最近、なにかに反応することが億劫になっている。抗うことだったり、同じ話題の新鮮さのないような、無限ループの世間話、糾弾、そういったことへの熱量のポテンシャルが地球のコア層くらいの深度まで落ち込んでいる。「気に入らない」「許せない」それがなんなんだろう。環境があったり声を上げさえ出来たら、自分の我儘が通ってきた人々なのかもしれないが、他人のことや不利益になることはとことん無視をするのにと、その形容し難い心情が湧き上がるのみなので正直に言って「虚無」以外の感想が最近は持てない。そのうえ「手のひらドリル」などの属性持ちであれば(手のひらを人や状況にあわせて容易にひっくり返すの意)さらに意味を持てない。
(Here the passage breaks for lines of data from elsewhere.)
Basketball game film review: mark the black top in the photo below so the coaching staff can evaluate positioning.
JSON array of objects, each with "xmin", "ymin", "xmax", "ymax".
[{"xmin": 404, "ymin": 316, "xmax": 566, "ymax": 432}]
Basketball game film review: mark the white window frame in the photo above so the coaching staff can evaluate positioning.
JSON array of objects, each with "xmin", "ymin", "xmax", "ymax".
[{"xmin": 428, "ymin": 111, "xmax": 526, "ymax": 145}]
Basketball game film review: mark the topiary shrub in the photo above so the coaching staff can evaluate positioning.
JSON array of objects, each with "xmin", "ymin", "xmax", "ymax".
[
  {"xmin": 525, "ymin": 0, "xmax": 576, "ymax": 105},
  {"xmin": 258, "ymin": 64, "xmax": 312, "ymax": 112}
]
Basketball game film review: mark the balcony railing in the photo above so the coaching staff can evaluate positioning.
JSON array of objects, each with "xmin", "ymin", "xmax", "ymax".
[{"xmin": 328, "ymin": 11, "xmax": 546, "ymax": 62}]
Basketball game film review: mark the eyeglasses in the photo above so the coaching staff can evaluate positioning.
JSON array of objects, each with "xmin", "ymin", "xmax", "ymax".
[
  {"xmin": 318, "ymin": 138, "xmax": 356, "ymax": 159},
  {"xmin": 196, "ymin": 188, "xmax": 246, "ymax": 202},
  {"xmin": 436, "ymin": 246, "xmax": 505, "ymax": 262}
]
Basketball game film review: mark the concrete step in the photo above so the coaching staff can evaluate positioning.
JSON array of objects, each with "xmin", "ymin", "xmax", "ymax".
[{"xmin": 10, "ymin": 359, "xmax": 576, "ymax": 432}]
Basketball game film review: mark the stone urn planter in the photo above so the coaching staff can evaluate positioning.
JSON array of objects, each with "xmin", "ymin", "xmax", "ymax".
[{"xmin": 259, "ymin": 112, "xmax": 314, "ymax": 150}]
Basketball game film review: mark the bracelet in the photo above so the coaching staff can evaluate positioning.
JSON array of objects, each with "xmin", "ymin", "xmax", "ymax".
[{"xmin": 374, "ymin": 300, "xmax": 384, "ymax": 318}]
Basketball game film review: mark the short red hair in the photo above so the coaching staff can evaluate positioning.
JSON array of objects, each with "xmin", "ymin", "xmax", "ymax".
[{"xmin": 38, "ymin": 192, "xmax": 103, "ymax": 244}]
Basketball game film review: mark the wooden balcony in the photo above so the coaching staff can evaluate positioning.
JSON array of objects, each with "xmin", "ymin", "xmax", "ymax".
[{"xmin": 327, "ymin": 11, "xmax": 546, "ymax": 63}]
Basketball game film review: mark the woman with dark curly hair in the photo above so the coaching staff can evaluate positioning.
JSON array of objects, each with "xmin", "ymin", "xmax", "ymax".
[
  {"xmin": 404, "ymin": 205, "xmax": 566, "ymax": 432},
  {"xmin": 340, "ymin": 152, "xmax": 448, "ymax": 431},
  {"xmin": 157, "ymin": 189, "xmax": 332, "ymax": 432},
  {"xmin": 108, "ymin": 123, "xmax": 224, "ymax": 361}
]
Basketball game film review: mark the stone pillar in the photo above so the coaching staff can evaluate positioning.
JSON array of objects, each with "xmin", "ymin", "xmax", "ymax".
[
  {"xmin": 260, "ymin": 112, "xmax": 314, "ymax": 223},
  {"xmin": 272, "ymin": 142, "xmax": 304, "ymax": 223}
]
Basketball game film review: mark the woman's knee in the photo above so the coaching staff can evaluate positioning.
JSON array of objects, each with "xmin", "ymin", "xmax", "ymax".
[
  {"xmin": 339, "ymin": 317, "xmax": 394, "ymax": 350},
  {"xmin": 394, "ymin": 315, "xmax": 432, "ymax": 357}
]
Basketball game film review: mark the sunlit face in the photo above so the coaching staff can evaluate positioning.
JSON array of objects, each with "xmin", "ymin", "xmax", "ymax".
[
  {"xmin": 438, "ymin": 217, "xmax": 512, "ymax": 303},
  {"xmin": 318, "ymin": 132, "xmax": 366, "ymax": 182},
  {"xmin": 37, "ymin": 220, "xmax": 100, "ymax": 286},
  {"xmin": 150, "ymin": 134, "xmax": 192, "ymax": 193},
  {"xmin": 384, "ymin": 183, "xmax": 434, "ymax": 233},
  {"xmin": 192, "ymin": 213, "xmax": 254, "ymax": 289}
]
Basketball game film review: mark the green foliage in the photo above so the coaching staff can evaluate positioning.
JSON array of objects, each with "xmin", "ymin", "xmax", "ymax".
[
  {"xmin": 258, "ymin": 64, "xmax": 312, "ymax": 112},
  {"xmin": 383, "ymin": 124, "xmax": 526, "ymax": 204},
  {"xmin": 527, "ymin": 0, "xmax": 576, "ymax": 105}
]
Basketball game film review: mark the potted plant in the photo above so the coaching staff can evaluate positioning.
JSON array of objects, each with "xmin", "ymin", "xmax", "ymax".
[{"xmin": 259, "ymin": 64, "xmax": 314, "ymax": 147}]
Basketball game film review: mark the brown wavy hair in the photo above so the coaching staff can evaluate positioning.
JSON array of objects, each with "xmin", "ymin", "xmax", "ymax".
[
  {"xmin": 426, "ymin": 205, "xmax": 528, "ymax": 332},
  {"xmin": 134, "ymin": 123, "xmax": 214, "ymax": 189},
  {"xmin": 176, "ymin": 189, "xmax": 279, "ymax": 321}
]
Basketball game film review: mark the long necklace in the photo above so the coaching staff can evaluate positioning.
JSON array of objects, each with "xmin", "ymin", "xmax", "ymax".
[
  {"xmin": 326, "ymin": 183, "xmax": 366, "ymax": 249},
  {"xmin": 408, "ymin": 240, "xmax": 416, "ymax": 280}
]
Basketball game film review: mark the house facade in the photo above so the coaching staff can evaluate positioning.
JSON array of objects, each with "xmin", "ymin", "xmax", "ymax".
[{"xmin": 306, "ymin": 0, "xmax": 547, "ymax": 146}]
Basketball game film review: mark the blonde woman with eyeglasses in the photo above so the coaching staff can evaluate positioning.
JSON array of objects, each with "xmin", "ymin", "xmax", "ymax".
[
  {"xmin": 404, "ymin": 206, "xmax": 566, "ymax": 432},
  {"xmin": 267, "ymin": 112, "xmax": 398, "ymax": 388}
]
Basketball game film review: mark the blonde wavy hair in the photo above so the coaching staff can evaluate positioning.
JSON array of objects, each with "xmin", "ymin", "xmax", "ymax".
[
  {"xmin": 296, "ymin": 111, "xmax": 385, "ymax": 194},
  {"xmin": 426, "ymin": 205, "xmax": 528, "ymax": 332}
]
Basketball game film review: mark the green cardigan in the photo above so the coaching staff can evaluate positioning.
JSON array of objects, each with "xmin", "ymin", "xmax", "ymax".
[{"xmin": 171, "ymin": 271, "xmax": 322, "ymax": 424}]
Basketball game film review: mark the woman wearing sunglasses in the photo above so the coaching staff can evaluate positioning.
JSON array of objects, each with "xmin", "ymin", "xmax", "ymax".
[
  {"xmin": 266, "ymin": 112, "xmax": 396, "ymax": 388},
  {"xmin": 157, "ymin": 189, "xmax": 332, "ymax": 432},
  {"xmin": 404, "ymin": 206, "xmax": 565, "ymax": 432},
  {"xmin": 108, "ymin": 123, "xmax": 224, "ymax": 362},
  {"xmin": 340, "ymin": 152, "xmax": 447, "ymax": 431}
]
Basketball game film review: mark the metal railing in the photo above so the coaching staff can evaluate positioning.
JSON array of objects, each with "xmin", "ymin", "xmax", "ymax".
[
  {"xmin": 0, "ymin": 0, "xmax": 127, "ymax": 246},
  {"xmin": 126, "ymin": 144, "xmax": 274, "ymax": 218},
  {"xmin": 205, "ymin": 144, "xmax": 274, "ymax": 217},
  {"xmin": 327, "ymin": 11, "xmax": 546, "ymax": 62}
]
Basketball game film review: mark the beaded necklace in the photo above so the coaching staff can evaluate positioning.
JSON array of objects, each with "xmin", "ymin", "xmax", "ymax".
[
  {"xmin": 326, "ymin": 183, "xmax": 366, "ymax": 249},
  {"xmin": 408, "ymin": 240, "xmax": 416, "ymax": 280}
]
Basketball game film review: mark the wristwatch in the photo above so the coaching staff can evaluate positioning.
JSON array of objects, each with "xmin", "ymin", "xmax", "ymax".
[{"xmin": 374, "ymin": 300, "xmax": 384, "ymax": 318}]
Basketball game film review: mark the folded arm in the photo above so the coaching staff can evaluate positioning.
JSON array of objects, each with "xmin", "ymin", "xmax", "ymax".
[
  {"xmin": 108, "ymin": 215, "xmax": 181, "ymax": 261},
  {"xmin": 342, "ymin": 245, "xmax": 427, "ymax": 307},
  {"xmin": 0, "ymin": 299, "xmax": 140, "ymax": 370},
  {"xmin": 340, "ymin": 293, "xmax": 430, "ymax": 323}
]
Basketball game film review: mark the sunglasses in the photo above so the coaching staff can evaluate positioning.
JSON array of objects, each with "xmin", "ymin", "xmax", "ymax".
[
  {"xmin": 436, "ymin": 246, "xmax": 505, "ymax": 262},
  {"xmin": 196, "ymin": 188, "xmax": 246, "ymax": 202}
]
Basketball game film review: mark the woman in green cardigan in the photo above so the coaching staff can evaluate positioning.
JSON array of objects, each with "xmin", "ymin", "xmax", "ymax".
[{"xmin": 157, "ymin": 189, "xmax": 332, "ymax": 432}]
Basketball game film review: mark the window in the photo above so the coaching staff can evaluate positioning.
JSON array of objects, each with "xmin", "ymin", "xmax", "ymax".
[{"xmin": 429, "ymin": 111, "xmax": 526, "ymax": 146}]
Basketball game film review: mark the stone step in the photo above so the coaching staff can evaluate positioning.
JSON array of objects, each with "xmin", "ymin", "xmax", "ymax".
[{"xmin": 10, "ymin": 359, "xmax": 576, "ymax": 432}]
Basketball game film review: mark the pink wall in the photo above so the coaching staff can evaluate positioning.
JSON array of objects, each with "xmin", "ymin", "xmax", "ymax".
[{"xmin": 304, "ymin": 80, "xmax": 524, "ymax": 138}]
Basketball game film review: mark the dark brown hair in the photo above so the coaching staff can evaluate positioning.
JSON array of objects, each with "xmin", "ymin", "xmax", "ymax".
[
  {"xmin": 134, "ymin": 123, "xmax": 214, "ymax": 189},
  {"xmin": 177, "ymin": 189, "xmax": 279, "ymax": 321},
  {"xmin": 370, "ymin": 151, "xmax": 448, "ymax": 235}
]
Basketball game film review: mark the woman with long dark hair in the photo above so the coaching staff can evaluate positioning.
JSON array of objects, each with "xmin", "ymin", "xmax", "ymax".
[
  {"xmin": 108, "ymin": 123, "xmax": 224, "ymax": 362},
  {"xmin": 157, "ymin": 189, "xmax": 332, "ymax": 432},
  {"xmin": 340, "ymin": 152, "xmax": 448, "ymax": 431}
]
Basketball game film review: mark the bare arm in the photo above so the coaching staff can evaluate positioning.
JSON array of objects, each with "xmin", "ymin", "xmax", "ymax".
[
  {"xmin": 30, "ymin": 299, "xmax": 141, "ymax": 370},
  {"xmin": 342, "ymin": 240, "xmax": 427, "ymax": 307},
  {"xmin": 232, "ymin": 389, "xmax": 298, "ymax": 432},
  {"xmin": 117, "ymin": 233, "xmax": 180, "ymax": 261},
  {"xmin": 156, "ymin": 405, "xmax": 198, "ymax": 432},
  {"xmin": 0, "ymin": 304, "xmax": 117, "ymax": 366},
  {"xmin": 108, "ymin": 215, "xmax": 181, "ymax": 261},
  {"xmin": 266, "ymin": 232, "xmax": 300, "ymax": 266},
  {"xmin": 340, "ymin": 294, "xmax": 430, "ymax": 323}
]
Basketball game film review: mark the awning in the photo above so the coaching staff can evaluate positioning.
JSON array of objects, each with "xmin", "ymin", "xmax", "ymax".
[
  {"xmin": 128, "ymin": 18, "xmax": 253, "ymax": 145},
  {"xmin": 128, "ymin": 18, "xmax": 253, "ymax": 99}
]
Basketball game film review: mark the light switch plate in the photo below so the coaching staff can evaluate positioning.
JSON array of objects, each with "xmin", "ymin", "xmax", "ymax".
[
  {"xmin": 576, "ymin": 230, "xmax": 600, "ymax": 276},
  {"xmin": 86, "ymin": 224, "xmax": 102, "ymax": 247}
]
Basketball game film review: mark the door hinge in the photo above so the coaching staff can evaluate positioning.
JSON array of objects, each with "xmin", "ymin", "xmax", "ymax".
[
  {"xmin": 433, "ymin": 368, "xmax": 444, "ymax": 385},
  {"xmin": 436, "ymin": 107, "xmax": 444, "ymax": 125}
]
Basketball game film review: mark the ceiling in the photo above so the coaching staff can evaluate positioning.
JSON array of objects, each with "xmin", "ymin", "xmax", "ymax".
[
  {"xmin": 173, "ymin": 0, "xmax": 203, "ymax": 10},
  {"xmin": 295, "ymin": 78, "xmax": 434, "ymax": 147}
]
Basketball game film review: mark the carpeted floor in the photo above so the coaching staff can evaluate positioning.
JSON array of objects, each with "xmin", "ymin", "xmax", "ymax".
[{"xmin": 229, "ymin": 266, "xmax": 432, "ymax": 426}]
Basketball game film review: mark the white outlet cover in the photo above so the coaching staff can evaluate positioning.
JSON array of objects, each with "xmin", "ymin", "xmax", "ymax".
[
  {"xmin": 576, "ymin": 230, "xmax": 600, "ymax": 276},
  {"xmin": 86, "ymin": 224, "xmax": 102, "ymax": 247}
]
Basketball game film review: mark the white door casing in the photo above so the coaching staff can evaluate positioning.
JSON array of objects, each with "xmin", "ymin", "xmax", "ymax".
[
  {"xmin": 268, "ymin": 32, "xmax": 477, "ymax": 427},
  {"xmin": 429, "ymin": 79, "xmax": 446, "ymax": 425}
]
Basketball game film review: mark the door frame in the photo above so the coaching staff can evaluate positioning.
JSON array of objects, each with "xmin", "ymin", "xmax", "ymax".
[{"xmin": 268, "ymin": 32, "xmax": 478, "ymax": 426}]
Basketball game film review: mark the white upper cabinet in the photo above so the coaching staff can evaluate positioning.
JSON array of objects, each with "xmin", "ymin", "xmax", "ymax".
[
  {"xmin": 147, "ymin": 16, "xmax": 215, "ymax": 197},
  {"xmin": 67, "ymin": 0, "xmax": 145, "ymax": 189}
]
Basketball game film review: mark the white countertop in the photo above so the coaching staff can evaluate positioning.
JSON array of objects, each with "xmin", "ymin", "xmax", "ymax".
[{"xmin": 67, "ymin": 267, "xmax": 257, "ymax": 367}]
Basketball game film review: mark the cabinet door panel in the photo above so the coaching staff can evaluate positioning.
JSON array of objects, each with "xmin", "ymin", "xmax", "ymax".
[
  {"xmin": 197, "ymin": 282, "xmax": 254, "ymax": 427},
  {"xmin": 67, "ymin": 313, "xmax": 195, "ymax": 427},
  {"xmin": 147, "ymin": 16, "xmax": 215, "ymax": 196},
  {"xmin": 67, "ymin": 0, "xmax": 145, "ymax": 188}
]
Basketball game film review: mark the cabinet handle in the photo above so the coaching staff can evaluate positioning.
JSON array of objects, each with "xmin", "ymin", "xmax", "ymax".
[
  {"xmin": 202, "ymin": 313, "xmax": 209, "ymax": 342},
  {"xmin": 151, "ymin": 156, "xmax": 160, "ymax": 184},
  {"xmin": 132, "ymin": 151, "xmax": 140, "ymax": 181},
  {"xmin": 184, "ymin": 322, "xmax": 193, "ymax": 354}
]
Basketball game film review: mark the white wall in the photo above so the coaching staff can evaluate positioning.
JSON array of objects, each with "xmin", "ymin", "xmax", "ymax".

同じことの繰り返しであるはずである季節の移り変わりに対しては、そういったネガティブな要素はないから内包しているそのもの自体、案外影響をするものなのだろう。厳しくも綺麗でそして接する態度も平等だから、そういった点において自然には不満がない。弱いものは死ぬということも。だから綺麗なのかもしれない。風景にもそういった部分が垣間見えるから好きなのだろうか、そこに立ち続ける木々達も私と比べたらとても強く、それを綺麗だと認識してしまう。
こんな思想も含めて様々なことに薄く興味があるが、興味の近い人と様々な共有を好むし、そうしたい。もう無理はいい、誰の顔色を見ているのだろうか、なんとなくここ半年の間、無意識に隠してきたことを自認できるようになった。いい歳をして稚拙だと思うが仕方がない。恥ずかしいとかどうでもいい。経験しておかねばならない世代に体験する機会がなかったんだろうと考えている。
ともかく、誰のためでもなく、時々このように自分のために書き残しておきたいから綴っておく。今日も巨大な認知の塊で作られた世界の片隅で、自分の認知がつくる世界の展開をそっと続けておこう。
私がみる空は、だれと同じものにみえているのだろうか。